As clinical trials for covid-19 vaccines begin to produce sufficient evidence to begin the regulatory approval process and scale-up manufacture, governments, especially in the UK, face a whole range of new challenges. Many will resemble those of the earlier phases of the pandemic and will be shaped by the experience of managing the first peak and the subsequent attempts to implement a test, trace and isolate programme.
Two problems need to be resolved to ensure the successful rollout of the vaccine. The first is simply coverage. Depending upon efficacy, 50-75% of the population needs to be vaccinated to ensure community level protection. As a report this week from the Royal Society and the British Academy demonstrates, this level of coverage could be missed if vaccine hesitancy is as widespread as surveys indicate it could be. 9% of respondents claim they are very unlikely to accept a vaccine, while 27% are uncertain. Although troubling, this is far below the level of risk in the US, where the figures rise to 20% and 31% respectively.
Western governments are unlikely to impose mandatory vaccination, but will, therefore, need to invest time and resources in effective communications programmes to encourage uptake. This is complicated by the politicisation of the covid response and dwindling levels of trust in the government’s approach. As highlighted by the Royal Society and British Academy, an open and transparent dialogue with the public is vital and although there have been missteps previously on the use of data and the timings, announcement and expectations for various covid containment measures, the UK prime minister, Boris Johnson, set an appropriately cautious tone when responding to preliminary results from the Pfizer/BioNTech vaccine candidate.
A novel feature of this challenge will be how misinformation is spread via social media and how social media platforms respond. Several have taken a far more robust approach to countering unevidenced claims surrounding the outcome of the US elections. The UK government has already been working on similar measures relating to covid-19 and has struck an agreement with the major platforms to ensure that at least there are no commercial incentives to promote anti-vax content.
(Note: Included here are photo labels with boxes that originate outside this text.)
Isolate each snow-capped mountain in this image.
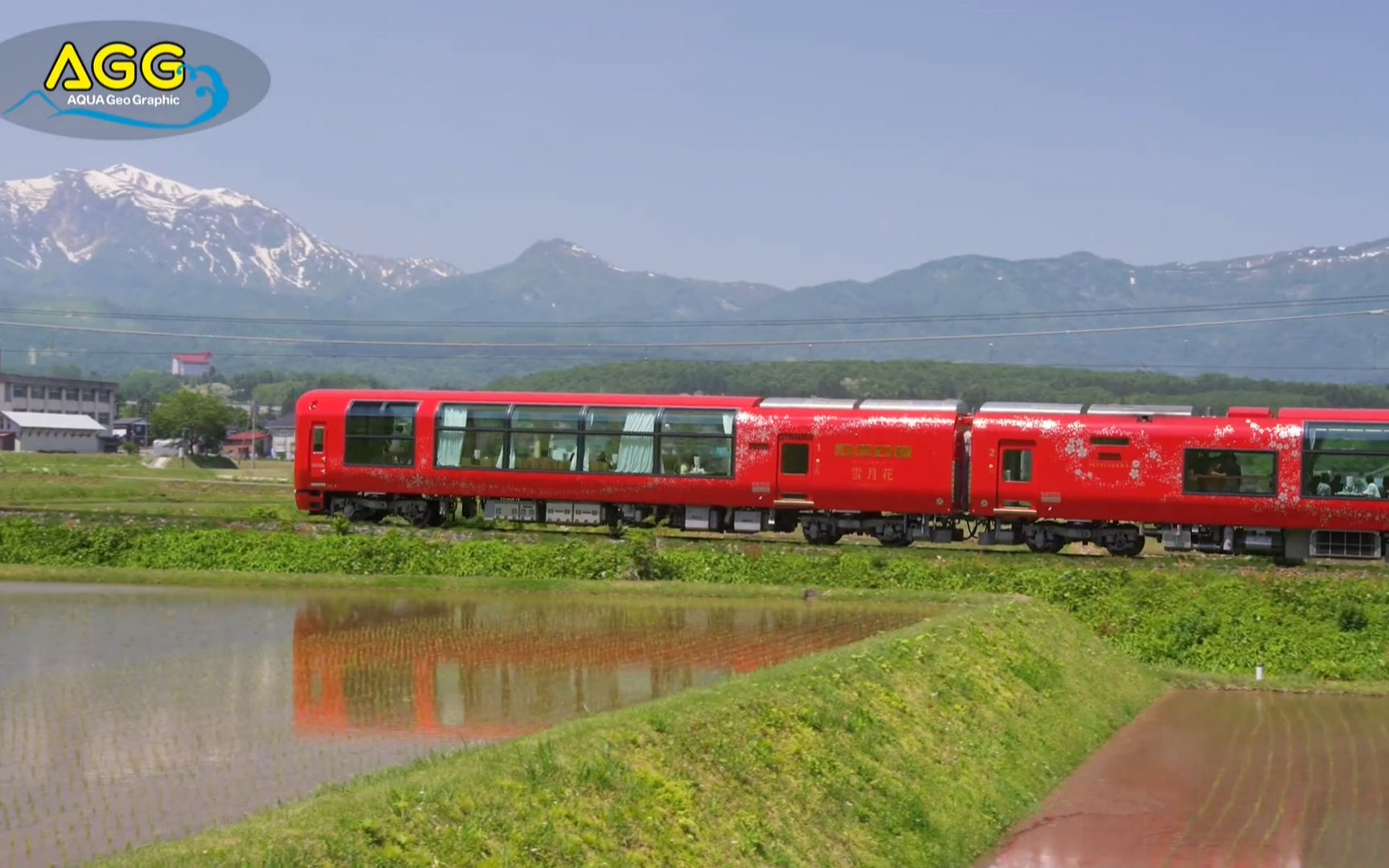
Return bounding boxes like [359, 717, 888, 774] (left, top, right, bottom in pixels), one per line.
[0, 164, 461, 294]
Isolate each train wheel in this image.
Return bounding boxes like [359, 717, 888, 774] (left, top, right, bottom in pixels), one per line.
[1104, 534, 1147, 557]
[800, 521, 843, 546]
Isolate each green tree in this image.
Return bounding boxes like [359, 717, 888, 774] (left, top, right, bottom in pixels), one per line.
[150, 389, 244, 452]
[115, 371, 183, 416]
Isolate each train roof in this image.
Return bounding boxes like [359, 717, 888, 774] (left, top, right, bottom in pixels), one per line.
[300, 389, 760, 410]
[300, 389, 1389, 422]
[300, 389, 967, 416]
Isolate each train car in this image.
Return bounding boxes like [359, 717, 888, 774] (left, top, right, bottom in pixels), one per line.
[294, 391, 967, 544]
[969, 404, 1389, 563]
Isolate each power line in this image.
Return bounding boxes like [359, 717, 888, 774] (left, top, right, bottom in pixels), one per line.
[0, 293, 1389, 330]
[0, 309, 1372, 350]
[14, 347, 1389, 375]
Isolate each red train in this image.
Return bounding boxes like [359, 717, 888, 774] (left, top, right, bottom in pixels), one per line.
[294, 391, 1389, 563]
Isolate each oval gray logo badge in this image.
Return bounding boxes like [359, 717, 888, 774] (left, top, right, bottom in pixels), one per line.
[0, 21, 269, 139]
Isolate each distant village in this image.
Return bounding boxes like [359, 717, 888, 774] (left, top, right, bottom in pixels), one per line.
[0, 351, 294, 461]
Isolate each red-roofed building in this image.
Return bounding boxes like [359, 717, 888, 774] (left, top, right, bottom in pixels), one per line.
[172, 350, 212, 376]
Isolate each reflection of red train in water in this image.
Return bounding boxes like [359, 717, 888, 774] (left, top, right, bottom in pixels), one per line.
[294, 600, 927, 742]
[294, 391, 1389, 563]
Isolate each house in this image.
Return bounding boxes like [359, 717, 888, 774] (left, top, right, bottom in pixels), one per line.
[111, 416, 150, 446]
[0, 410, 105, 452]
[265, 412, 294, 461]
[171, 350, 212, 378]
[0, 352, 120, 428]
[222, 431, 269, 461]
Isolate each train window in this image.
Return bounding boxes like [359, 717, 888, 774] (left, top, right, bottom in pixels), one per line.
[1182, 448, 1278, 497]
[658, 410, 738, 477]
[435, 404, 507, 468]
[1003, 448, 1032, 482]
[343, 401, 418, 467]
[584, 407, 656, 473]
[507, 407, 580, 471]
[1301, 422, 1389, 497]
[782, 443, 809, 477]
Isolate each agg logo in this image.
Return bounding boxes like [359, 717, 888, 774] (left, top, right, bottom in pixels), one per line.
[0, 21, 269, 139]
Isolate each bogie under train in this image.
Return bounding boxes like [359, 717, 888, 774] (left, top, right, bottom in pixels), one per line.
[294, 391, 1389, 563]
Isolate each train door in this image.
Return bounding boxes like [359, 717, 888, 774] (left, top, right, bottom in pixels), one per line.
[776, 435, 811, 500]
[994, 440, 1040, 517]
[309, 422, 328, 486]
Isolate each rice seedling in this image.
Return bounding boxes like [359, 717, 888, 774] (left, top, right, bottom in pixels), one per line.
[0, 577, 935, 864]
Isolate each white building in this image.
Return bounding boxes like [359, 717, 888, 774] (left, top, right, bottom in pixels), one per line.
[0, 410, 105, 452]
[170, 350, 212, 378]
[264, 412, 294, 461]
[0, 374, 118, 428]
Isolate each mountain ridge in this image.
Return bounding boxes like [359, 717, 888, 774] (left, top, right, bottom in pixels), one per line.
[0, 164, 1389, 385]
[0, 162, 462, 294]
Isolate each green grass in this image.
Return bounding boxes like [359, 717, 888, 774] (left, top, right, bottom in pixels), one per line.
[92, 603, 1162, 866]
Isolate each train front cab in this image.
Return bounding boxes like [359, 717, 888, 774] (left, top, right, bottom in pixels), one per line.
[294, 391, 332, 515]
[1162, 407, 1389, 565]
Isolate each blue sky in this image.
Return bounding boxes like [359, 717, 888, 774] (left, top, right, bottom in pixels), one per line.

An unknown factor is how social media users will react to such an approach and in particular whether this will be perceived as suppression of crucial information by government and social media on behalf of vested interests.
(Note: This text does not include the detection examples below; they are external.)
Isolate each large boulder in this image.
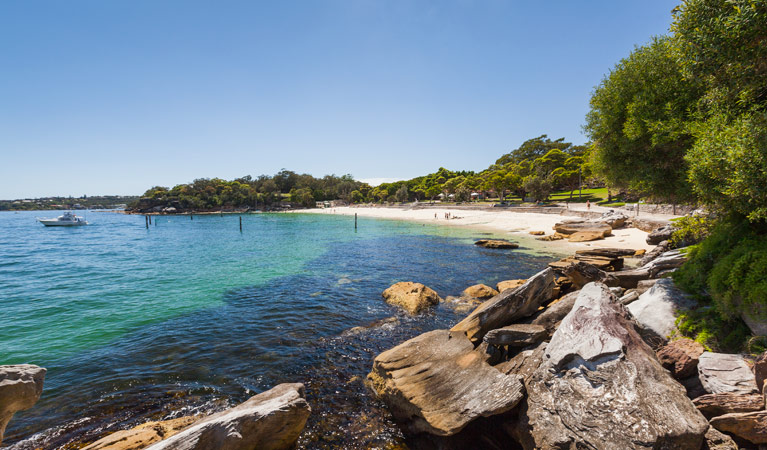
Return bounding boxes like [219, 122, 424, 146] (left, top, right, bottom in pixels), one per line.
[692, 392, 764, 417]
[461, 284, 498, 300]
[516, 283, 708, 450]
[368, 330, 524, 436]
[0, 364, 46, 443]
[657, 338, 706, 380]
[149, 383, 311, 450]
[628, 278, 697, 340]
[82, 416, 199, 450]
[381, 281, 442, 314]
[451, 268, 555, 342]
[698, 352, 759, 394]
[645, 225, 676, 245]
[711, 411, 767, 444]
[531, 291, 580, 336]
[554, 220, 613, 237]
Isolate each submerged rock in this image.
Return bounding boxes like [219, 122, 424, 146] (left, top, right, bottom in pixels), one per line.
[149, 383, 311, 450]
[368, 330, 523, 436]
[82, 416, 199, 450]
[516, 283, 708, 450]
[381, 281, 442, 314]
[474, 239, 519, 248]
[0, 364, 46, 443]
[451, 268, 555, 342]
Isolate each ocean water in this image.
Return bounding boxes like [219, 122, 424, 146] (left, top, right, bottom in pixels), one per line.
[0, 211, 554, 449]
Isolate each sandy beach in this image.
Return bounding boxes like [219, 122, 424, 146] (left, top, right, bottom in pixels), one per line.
[301, 206, 665, 254]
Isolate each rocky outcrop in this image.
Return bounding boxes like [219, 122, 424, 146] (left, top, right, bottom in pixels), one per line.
[692, 392, 764, 417]
[382, 281, 442, 314]
[82, 416, 199, 450]
[531, 291, 580, 336]
[451, 269, 555, 342]
[657, 338, 706, 380]
[628, 278, 697, 340]
[368, 330, 523, 436]
[495, 280, 527, 292]
[516, 283, 708, 450]
[701, 427, 738, 450]
[474, 239, 519, 248]
[149, 383, 311, 450]
[698, 352, 759, 394]
[0, 364, 46, 443]
[483, 323, 547, 347]
[554, 221, 613, 237]
[711, 411, 767, 444]
[461, 284, 498, 300]
[645, 225, 676, 245]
A greater challenge is arguably that of vaccine distribution and administration. Government has struggled with coordinating complex workstreams such as PPE distribution and test and trace; the complexity of delivering a multi-dose vaccine that requires ultra-low temperature storage is arguably even greater. This is firmly linked to government comms and expectation management. As leading UK government advisory Prof Sir John Bell stated today, the bulk of vulnerable groups could be vaccinated by Easter ‘provided they don’t screw up the distribution of the vaccine.’
Government faces some critical choices on how to manage this distribution. How much, for example, should it rely on primary care setting, which have the knowledge and expertise to manage the programme, but are overstretched and already having to deal with a larger flu vaccination rollout? Can sufficient staff be sourced and trained for vaccine administration? How much will policymakers be tempted by the apparent efficiency of centralised mass sites and roving teams, which the Royal Society and British Academy consider to be less effective? How can employers and community groups be integrated into the process to improve trust? How will it select commercial partners and how can they be managed to reduce reputational risks? What risks are there for importing vaccines from the continent after Brexit?
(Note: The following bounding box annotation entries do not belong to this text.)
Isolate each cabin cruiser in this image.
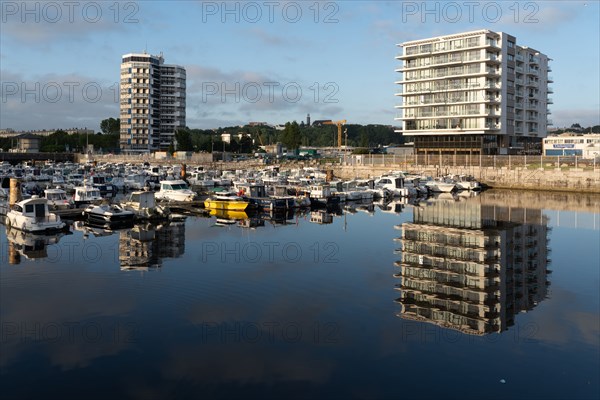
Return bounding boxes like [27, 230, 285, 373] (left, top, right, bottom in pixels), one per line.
[156, 179, 197, 201]
[6, 228, 70, 264]
[88, 175, 117, 196]
[237, 183, 287, 210]
[121, 191, 171, 219]
[73, 186, 103, 206]
[375, 175, 409, 197]
[82, 204, 135, 224]
[309, 183, 340, 207]
[453, 175, 481, 190]
[6, 196, 66, 233]
[44, 188, 74, 210]
[425, 179, 456, 193]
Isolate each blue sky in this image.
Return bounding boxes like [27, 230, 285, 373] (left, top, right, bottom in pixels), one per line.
[0, 1, 600, 130]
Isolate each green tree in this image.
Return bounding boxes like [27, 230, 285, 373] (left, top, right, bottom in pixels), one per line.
[281, 121, 302, 150]
[175, 128, 194, 151]
[240, 135, 254, 153]
[100, 118, 121, 135]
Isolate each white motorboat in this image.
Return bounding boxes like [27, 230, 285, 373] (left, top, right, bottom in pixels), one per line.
[6, 196, 66, 233]
[82, 204, 135, 224]
[454, 175, 481, 190]
[44, 188, 74, 210]
[156, 179, 197, 201]
[425, 179, 456, 193]
[73, 186, 103, 206]
[188, 171, 215, 187]
[375, 175, 409, 197]
[121, 191, 170, 219]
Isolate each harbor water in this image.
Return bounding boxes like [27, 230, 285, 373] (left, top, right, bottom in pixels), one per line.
[0, 191, 600, 400]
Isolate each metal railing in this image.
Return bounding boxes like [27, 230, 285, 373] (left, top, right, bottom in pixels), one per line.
[340, 154, 600, 171]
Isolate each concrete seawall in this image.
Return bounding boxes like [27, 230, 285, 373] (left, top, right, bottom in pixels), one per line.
[69, 154, 600, 193]
[332, 166, 600, 193]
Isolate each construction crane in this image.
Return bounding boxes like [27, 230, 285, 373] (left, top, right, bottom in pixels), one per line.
[323, 119, 346, 148]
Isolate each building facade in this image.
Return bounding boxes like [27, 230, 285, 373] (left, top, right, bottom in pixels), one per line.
[120, 53, 186, 153]
[396, 30, 552, 154]
[543, 133, 600, 158]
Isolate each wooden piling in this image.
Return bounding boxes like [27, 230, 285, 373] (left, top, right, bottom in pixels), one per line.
[8, 178, 22, 207]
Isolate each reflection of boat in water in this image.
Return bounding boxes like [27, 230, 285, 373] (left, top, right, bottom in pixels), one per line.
[6, 227, 69, 264]
[210, 208, 248, 222]
[375, 197, 408, 214]
[82, 204, 135, 225]
[119, 221, 185, 271]
[73, 221, 115, 239]
[310, 210, 333, 225]
[204, 194, 250, 211]
[427, 192, 457, 201]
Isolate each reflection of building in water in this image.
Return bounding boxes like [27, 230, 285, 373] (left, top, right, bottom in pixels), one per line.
[396, 199, 549, 335]
[6, 228, 65, 265]
[119, 221, 185, 269]
[310, 210, 333, 224]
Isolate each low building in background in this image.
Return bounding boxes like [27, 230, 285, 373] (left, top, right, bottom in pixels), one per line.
[543, 132, 600, 158]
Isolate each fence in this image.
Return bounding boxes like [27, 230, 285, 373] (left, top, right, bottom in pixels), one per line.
[350, 154, 600, 171]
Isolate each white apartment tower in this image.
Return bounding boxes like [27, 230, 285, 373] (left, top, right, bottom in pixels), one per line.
[120, 53, 186, 153]
[396, 30, 552, 155]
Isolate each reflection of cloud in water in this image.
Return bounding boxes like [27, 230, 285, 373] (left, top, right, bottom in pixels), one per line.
[0, 265, 137, 369]
[163, 343, 335, 386]
[531, 288, 600, 349]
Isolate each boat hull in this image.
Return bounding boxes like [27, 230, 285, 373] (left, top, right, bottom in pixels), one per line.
[204, 199, 249, 211]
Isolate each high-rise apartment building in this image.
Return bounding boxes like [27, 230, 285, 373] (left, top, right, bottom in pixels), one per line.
[396, 30, 552, 155]
[120, 53, 186, 153]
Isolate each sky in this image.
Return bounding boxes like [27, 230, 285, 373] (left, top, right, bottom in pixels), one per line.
[0, 0, 600, 131]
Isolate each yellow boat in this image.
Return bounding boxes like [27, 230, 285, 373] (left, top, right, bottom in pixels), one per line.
[204, 195, 250, 211]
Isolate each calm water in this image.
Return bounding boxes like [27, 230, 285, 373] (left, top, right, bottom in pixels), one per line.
[0, 192, 600, 399]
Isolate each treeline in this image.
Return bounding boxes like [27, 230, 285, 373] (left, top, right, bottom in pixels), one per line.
[548, 124, 600, 135]
[176, 121, 404, 153]
[0, 118, 404, 153]
[0, 130, 119, 153]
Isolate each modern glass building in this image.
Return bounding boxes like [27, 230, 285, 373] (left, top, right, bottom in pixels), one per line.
[120, 53, 186, 153]
[396, 30, 552, 155]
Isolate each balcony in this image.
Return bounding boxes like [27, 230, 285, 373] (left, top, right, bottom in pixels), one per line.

On top of managing these challenges, the government will have to modulate its economic support policies. This relies on gaining a better understanding of how vaccination reduces covid transmission risk, bearing in mind that it may be some months before community transmission can be eliminated. Those sectors of the economy reliant on mass indoor gatherings, for example, may have some time to wait before restrictions are lifted. This is an unenviable task to manage, especially as announcements of vaccine approval (but not rollout) in the midst of a second wave could have unintended and counterproductive effects on public behaviour. This last unknown should worry government the most. With a population already tired of covid restrictions and eager for a normal Christmas, the imminent promise of vaccine salvation may prompt too many to increase their risk appetite, with devastating consequences for the NHS and the economy.